Chemical hair straightening has long been used to deliver silkier, smoother hair. But at what expense? According to a recent study conducted by the National Institutes of Health (NIH), frequent use of the in-salon treatment has been linked to an increased risk of uterine cancer.
In the study, researchers studied 33,947 racially diverse women, ages 35 to 74, across the U.S. for just under 11 years. During this time, 378 women developed uterine cancer. But the findings get even more bleak: The rate of uterine cancer was 4.05 percent in women who used straightening products four or more times a year, compared to a staggering 1.64 percent in those who did not.
“We estimated that 1.64 percent of women who never used hair straighteners would go on to develop uterine cancer by the age of 70; but for frequent users, that risk goes up to 4.05 percent,” says Alexandra White, Ph.D., head of the NIEHS Environment and Cancer Epidemiology group and lead author on the study.
While researchers did not collect information on brands or ingredients in the hair products the women used, the study does note that several chemicals found in straighteners, such as parabens, bisphenol A, metals, and formaldehyde, “could be contributing to the increased uterine cancer risk observed.”
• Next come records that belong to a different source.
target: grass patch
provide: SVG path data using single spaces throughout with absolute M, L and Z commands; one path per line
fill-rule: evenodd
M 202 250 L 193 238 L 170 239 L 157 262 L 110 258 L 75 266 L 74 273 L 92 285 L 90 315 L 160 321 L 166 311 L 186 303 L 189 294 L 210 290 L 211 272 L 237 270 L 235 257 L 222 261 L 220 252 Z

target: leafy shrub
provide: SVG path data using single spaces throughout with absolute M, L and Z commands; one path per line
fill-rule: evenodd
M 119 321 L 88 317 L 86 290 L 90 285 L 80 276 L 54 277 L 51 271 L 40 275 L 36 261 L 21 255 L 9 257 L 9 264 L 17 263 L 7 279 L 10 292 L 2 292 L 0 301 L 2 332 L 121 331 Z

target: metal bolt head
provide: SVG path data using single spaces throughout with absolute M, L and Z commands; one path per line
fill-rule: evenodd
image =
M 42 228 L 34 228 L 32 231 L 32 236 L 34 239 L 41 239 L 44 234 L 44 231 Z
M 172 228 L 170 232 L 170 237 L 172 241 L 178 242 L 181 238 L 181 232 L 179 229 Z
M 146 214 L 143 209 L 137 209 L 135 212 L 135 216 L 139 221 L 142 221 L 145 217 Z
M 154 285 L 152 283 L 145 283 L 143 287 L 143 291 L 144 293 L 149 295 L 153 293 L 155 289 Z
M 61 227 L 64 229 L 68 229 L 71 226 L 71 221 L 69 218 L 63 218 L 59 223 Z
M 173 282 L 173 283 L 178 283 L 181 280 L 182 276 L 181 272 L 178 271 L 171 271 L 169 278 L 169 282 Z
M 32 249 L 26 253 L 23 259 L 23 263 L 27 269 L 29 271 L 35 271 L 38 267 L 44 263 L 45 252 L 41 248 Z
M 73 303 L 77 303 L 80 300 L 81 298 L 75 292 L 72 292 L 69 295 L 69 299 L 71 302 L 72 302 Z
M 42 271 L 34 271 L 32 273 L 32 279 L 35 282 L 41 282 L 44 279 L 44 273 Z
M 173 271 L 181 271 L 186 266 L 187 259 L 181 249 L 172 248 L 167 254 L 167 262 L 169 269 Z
“Formaldehyde is a preservative and is linked to cancer and other toxic inflammatory responses,” explains William Gaunitz, certified trichologist and founder of Advanced Trichology. “The ingredient has been eliminated in an exorbitant number of products, but it does end up in shampoo, or in this case straighteners, on occasion.”
This isn’t the first strike against chemical straighteners. According to NIH, the recently published study offers “findings [that] are consistent with prior studies showing straighteners can increase the risk of hormone-related cancers in women.” The study in question was published in 2019 and found that permanent hair dye and straighteners “may increase breast and ovarian cancer risk.” The study noted that women who regularly used permanent hair dye were 9 percent more likely to develop breast cancer when compared to women who did not.
“To our knowledge this is the first epidemiologic study that examined the relationship between straightener use and uterine cancer,” said White. “More research is needed to confirm these findings in different populations, to determine if hair products contribute to health disparities in uterine cancer, and to identify the specific chemicals that may be increasing the risk of cancers in women.”